"Votre patron n'est pas un algorithme": les coursiers adoptent la coopérative

A peine à ses débuts chez les chauffeurs de VTC, le modèle de la société coopérative a déjà essaimé avec succès chez les coursiers à vélo, des livreurs plus flexibles et insérés dans le tissu local.

Début 2022, 500 chauffeurs s'associeront dans une société coopérative (SCIC) en Ile-de-France, une première à grande échelle dans un secteur qui n'a pas encore connu de réussite durable.

Chez les coursiers, en revanche, des dizaines de coopératives ont fleuri ces derniers mois, portées par l'essor de la livraison à domicile lors des confinements.

"Ce n'est ni la même économie, ni le même marché que celui des VTC, explique l'avocat Jérôme Giusti, reconnaissant une plus grande souplesse dans les coopératives de coursiers.

Trente-cinq d'entre elles appartiennent à la fédération Coopcycle, qui accompagne les livreurs tentés par un modèle plus protecteur et à taille plus humaine.

Débutant sous forme d'association, elles doivent s'engager à passer en société coopérative (Scop) et à salarier les livreurs au bout de deux ans, précise le coordinateur de Coopcyle, Adrien Claude.

C'est le cas de Kooglof!, créée il y a un an à Strasbourg par une poignée de livreurs auto-entrepreneurs, un projet alternatif qui se finance grâce aux commissions et aux frais de livraison.

"On ne s'attendait pas à un tel engouement, ni que Kooglof! soit rentable dès le premier jour", s'étonne son cofondateur Valentin Campana, qui avait travaillé comme coursier pour des plateformes comme JustEat ou Uber Eats.

Plus que l'envie d'augmenter son salaire, c'est la volonté de redonner du sens à son travail qui pousse les livreurs à rompre avec les géants du secteur comme Deliveroo.

"Votre patron, ce n'est pas votre téléphone ou un algorithme qui vous dit quoi faire. Il y a une vraie personne aux manettes, qui va faire l'intermédiaire entre les coursiers, les restaurants, ce qui recrée du lien social", se réjouit Valentin Campana.
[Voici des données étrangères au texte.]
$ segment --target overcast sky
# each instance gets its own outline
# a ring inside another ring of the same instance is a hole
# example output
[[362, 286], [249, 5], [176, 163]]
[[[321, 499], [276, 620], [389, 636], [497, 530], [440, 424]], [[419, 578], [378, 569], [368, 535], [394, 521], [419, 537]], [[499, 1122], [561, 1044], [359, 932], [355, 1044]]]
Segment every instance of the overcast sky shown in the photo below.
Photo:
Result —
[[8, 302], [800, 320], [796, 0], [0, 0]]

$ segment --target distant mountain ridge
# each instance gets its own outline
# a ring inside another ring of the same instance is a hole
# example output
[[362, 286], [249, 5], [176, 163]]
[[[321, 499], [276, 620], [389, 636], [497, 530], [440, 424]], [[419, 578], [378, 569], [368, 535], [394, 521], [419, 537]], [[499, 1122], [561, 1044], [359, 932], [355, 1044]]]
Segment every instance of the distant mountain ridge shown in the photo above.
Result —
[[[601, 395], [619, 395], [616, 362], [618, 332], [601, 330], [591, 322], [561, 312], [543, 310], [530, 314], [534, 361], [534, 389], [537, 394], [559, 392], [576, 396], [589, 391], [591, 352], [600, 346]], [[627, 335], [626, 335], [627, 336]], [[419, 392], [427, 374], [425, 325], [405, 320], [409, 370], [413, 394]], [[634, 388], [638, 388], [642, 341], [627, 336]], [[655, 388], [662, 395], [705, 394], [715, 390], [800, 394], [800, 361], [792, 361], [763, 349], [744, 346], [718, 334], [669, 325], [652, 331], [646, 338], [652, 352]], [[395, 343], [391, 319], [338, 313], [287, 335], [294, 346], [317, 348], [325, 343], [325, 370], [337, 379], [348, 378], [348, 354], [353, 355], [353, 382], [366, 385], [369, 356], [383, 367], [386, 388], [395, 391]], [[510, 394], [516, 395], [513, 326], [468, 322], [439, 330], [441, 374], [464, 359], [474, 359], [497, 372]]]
Exit les algorithmes opaques et les services clients délocalisés: les coopératives misent sur la promotion locale, avec leurs propres plateformes et des échanges directs avec les commerçants.

"C'est un service +premium+: on prend soin des restaurants, des consommateurs et des livreurs", revendique Adrien Claude. De quoi selon lui rendre les coursiers "plus soucieux" du service, et attirer des clients de plus en plus critiques des plateformes.